Personal information
- Born: August 22, 1977 Sainte-Foy, Quebec City, Canada
- Died: September 29, 2014 (aged 37) Aysen, Chile

= JP Auclair =

Canadian freestyle skier

Jean-Philippe Auclair (August 22, 1977 – September 29, 2014) was a Canadian freeskier. He was born in Sainte-Foy, Quebec. JP helped Salomon launch the 1080 ski in 1998 and in 2002, along with fellow freeskier Tanner Hall founded Armada skis, a freestyle-only skiing company and remained a member of their "Pro Team" from Nov. 11, 2002 until his death. His sponsors included Armada skis, Orage Clothing, Giro Helmets, Level Gloves, JoyStick Poles, D-Structure, Mount Seymour, Stoneham, and SnowParkNZ. Auclair was known for various styles of facial hair, from a long goatee in the mid 90s to a Magnum, P.I. mustache over the turn of the millennium. Auclair also took roles in many ski movies, including the 2012 release of Sherpas Cinema's All.I.Can.

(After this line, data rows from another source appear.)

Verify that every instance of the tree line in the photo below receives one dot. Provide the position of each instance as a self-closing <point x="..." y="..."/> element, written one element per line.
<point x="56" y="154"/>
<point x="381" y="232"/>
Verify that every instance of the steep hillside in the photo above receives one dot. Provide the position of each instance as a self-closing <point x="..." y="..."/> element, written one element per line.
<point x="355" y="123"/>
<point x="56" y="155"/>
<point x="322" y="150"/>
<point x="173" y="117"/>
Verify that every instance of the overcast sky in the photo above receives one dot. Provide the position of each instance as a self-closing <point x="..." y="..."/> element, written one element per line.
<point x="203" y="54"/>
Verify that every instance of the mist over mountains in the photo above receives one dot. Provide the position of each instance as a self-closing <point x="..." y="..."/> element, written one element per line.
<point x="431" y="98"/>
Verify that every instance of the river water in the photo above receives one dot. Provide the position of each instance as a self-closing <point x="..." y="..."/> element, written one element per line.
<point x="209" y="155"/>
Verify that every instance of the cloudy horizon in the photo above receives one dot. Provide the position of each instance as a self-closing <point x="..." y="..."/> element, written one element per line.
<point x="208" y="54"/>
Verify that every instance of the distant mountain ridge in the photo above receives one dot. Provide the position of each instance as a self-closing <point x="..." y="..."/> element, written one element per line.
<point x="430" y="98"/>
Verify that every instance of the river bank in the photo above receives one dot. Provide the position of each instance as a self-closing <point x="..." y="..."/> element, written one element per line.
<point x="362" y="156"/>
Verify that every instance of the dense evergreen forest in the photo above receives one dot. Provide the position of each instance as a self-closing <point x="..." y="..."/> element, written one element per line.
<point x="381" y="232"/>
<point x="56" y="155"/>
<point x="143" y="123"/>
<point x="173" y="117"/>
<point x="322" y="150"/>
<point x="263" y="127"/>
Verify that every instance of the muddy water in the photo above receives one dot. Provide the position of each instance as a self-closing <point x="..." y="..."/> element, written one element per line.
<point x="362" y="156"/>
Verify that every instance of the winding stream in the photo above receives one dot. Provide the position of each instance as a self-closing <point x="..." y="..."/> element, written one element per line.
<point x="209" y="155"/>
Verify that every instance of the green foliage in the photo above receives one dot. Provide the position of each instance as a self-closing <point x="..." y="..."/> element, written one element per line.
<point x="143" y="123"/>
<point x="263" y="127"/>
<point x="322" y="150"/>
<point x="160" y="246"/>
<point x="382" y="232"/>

Auclair died alongside Andreas Fransson in an avalanche on September 29, 2014, on Monte San Lorenzo in Aysen, Chile while filming for the webisode series Apogee Skiing.

The Adult Swim series Off the Air features Auclair's "Street Segment" from All.I.Can in season four's fourth episode titled "Transportation".

In 2017, The North Face, Sherpas Cinema collaborated to produce the short film "Imagination", featuring professional freeskier Tom Wallisch, in honor of Auclair.